Zulip Chat Archive
Stream: new members
Topic: How to manipulate proofs that involve Sigma types
kroton (Aug 02 2025 at 10:27):
Hello,
I got stuck in the middle of a proof when I encountered the following situation.
I tried using grind, which improved things, but is it possible to resolve this manually?
example {I : Type*} {β : I → Type*} {S : (i : I) → Set (β i)}
(f : (i : I) → Σ i, β i)
(h1 : ∀ i, (f i).fst = i)
(h2 : ∀ i, (f i).snd ∈ S (f i).fst)
: ∀ i, (h1 i) ▸ (f i).snd ∈ S i := by
grind
Eric Wieser (Aug 02 2025 at 10:40):
intro i; specialize h1 i; specialize h2 i; cases h1; exact h2?
kroton (Aug 02 2025 at 10:48):
@Eric Wieser
Thanks for your reply.
However, in my environment, it failed with the following error.

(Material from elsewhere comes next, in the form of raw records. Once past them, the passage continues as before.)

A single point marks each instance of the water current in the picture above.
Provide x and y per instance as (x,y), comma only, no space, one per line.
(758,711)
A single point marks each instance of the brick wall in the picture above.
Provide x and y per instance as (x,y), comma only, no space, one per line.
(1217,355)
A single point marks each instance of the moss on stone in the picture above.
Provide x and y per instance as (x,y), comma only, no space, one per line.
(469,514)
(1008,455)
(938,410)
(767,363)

dependent elimination failed, failed to solve equation
i = (f i).fst
Eric Wieser (Aug 02 2025 at 11:09):
My mental Lean environment has some bugs
Eric Wieser (Aug 02 2025 at 11:10):
You'll need to generalize h : f i =fi at * first or similar
suhr (Aug 02 2025 at 11:19):
Played with it a little:
import Mathlib
example {I : Type*} {β : I → Type*} {S : (i : I) → Set (β i)}
(f : (i : I) → Σ i, β i)
(h1 : ∀ i, (f i).fst = i)
(h2 : ∀ i, (f i).snd ∈ S (f i).fst)
: ∀ i, (h1 i) ▸ (f i).snd ∈ S i := by
intro i
suffices h: (h3: (f i).fst = i) → (h4: (f i).snd ∈ S (f i).fst) → h3 ▸ (f i).snd ∈ S i
from (h (h1 i) (h2 i))
refine (f i).recOn ?_
dsimp
intro j h1 h2 h3
sorry
The Σ type is not a problem, but an ▸ is.

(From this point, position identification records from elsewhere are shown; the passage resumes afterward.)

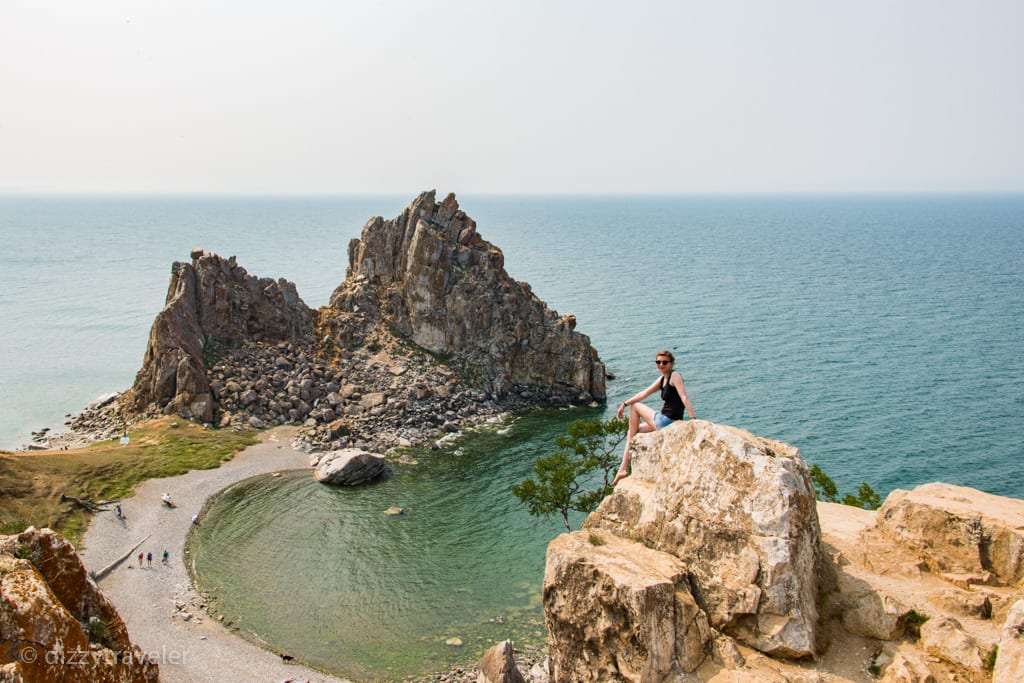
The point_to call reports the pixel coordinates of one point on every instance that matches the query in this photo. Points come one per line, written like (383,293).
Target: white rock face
(1010,665)
(349,467)
(739,512)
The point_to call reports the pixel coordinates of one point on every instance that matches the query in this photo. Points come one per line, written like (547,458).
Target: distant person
(643,418)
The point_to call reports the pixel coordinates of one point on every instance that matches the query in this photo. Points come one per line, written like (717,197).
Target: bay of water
(882,336)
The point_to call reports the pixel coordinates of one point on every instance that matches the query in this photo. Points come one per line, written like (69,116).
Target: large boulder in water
(349,467)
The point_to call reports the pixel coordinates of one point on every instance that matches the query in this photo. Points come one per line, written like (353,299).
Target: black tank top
(673,408)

kroton (Aug 02 2025 at 11:26):
@Eric Wieser
generalize also failed with a different error in my environment .
tactic 'generalize' failed, result is not type correct
∀ (fi : (i : I) × β i), ⋯ ▸ fi.snd ∈ S i
suhr (Aug 02 2025 at 11:28):
By the way, you can just look at the proof generated by grind:
import Mathlib
def foo {I : Type*} {β : I → Type*} {S : (i : I) → Set (β i)}
(f : (i : I) → Σ i, β i)
(h1 : ∀ i, (f i).fst = i)
(h2 : ∀ i, (f i).snd ∈ S (f i).fst)
: ∀ i, (h1 i) ▸ (f i).snd ∈ S i := by grind
#print foo
#print foo._proof_1
It's weird but short, so could be refactored into something readable.
kroton (Aug 02 2025 at 11:32):
@suhr
Thanks for your reply.
I didn’t know that it was possible to see the result of grind—thank you!
kroton (Aug 02 2025 at 13:02):
I tried checking what grind does, but just copy-pasting it doesn’t seem to work.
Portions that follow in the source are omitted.